Irwin was convicted of the Greysteel killings
Irwin had been released under the terms of the Good Friday Agreement.
However, his licence was suspended after he was accused of slashing a football supporter with a knife during trouble at last year's Irish Cup Final.
Irwin, who is 32 and with an address on Belfast's Woodvale Road, was jailed for four years for that attack last week.
Eight people were shot dead when the Ulster Freedom Fighters opened fire inside the Rising Sun bar in the County Londonderry village of Greysteel at Halloween 1993.
One of the gunmen shouted "trick or treat" before opening fire on customers.
Irwin and three other UFF men were convicted and given eight life sentences for the murders.
It is understood Irwin still has a right to appeal - although he has not responded to two previous chances to do so.
Father Stephen Kearney, who was parish priest in Greysteel at the time of the murders, said
relatives of the victims were relieved Irwin had been ordered to serve the eight life sentences he received.
"I am sure seeing his photograph in the paper with the knife is bound to be very upsetting," he said.

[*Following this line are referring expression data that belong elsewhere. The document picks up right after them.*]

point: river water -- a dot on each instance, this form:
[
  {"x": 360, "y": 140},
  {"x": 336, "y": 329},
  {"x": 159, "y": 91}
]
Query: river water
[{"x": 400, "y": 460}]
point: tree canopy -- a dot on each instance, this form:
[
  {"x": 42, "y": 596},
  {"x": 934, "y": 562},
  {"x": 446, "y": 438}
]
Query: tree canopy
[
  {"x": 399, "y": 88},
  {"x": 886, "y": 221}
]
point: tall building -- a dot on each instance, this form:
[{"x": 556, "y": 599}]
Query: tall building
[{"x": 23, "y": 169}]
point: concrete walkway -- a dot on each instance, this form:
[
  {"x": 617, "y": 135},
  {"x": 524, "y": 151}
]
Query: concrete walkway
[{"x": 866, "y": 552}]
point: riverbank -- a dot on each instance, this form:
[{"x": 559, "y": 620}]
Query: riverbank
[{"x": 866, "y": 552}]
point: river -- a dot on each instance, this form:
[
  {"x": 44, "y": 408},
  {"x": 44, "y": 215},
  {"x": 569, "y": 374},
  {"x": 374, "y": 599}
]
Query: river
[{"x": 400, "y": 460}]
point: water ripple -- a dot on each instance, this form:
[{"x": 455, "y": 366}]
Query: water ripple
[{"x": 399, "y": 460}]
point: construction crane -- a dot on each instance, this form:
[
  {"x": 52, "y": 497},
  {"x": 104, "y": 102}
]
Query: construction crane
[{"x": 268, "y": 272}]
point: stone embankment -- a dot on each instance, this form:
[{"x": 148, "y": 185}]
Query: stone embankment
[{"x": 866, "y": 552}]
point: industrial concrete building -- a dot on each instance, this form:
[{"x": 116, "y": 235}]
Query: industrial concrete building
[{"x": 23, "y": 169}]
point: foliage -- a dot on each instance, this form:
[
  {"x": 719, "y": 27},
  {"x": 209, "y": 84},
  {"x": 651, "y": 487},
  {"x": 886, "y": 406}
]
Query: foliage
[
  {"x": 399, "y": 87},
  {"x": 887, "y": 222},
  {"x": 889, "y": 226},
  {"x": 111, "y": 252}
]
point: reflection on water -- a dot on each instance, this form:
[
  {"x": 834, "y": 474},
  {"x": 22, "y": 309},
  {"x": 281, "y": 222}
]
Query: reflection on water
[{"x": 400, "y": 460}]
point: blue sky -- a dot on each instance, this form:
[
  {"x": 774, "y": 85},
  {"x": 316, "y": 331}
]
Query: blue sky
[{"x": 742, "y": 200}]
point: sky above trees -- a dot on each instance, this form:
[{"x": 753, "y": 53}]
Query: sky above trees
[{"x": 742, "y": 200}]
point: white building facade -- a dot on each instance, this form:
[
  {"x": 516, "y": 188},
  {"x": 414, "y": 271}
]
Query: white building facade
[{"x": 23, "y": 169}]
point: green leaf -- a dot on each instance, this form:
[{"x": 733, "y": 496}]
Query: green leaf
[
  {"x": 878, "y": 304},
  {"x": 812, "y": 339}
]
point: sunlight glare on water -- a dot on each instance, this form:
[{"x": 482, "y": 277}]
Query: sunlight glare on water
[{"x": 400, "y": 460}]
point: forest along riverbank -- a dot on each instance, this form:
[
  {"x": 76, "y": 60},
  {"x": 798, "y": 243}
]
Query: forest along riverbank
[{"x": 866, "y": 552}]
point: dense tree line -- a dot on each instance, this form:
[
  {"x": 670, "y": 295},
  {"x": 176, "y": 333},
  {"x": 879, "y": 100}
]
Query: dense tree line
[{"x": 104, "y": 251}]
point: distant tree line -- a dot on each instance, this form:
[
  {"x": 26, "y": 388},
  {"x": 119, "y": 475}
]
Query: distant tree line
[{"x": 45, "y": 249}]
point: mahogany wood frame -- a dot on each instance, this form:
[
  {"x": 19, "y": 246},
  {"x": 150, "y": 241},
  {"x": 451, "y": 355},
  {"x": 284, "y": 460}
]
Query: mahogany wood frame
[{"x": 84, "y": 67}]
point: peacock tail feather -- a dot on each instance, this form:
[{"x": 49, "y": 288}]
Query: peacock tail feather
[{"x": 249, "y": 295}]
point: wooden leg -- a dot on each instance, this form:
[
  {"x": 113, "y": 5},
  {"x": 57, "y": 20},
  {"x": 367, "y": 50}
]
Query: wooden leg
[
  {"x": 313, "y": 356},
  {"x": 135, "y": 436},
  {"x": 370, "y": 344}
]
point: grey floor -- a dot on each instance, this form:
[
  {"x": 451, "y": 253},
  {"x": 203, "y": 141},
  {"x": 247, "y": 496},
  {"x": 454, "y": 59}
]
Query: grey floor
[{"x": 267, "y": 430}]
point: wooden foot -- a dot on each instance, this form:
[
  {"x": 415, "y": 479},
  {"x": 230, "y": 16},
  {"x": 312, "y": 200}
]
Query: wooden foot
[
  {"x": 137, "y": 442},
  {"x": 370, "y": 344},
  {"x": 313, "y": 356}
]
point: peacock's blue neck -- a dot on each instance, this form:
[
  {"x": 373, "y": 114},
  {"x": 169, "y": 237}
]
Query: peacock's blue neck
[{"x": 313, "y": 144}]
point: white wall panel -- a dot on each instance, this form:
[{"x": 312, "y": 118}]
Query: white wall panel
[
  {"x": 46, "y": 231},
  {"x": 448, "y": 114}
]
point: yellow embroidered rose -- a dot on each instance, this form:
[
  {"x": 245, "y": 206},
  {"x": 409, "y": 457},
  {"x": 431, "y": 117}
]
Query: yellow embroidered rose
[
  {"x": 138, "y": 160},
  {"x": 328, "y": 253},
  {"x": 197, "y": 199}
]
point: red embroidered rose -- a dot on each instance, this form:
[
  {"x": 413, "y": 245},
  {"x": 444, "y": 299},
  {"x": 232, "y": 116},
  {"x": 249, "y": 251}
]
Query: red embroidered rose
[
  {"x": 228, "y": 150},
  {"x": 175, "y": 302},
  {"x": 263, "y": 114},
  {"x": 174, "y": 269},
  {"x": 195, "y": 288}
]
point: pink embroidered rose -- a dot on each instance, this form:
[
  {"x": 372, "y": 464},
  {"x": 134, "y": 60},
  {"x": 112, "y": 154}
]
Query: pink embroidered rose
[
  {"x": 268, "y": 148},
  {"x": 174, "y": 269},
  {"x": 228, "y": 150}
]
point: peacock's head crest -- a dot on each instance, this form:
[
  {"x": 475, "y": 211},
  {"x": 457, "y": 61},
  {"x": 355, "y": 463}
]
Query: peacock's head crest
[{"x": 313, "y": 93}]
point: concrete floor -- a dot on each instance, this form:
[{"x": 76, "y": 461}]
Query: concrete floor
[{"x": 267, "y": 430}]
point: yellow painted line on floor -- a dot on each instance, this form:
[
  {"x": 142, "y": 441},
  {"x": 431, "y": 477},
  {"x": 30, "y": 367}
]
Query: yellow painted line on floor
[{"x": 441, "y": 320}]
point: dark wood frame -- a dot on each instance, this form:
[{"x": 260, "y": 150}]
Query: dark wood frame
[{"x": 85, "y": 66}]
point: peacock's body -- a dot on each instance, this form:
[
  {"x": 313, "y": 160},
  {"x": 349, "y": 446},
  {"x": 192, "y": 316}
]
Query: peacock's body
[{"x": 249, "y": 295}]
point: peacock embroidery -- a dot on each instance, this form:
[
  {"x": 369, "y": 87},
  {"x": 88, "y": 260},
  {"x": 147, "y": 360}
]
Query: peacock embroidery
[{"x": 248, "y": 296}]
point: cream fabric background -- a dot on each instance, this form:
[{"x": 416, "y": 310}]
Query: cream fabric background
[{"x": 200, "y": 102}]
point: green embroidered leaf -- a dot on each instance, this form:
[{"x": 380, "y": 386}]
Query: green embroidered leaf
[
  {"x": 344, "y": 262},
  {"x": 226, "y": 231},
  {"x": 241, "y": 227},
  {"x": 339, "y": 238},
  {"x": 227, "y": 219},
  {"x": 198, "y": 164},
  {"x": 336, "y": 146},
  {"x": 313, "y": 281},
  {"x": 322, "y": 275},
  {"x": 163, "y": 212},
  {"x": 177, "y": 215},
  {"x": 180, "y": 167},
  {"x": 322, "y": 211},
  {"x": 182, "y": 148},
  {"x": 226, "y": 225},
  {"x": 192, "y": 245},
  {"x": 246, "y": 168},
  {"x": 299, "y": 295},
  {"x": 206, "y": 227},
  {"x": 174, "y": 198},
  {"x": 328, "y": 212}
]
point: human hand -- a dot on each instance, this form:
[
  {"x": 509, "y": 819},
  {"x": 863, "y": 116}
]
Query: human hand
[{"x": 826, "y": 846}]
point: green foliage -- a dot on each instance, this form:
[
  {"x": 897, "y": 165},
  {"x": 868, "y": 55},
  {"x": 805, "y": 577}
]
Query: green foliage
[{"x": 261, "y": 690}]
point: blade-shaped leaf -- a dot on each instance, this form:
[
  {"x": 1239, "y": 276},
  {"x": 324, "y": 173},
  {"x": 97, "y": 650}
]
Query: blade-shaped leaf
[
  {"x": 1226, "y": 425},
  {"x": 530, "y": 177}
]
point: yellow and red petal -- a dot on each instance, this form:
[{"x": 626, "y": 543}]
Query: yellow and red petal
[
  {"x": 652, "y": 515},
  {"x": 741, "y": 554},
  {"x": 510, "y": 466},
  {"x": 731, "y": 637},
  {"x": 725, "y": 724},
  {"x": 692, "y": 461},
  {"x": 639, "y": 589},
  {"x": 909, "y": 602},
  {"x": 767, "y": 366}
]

"They will now have a sense of relief that they will know for certain that they will not meet him.
"It is not that they want him punished - they won't have to relive it again."
SDLP assembly member John Dallat said he welcomed the move to have Irwin serve the eight life sentences.
"However I am concerned that he can still apply for earlier release, but given the notoriety of his crimes the life sentencing review board should not change their decision.
"I hope the families of the innocent victims he killed will find some comfort knowing this man will live the rest of his days behind bars."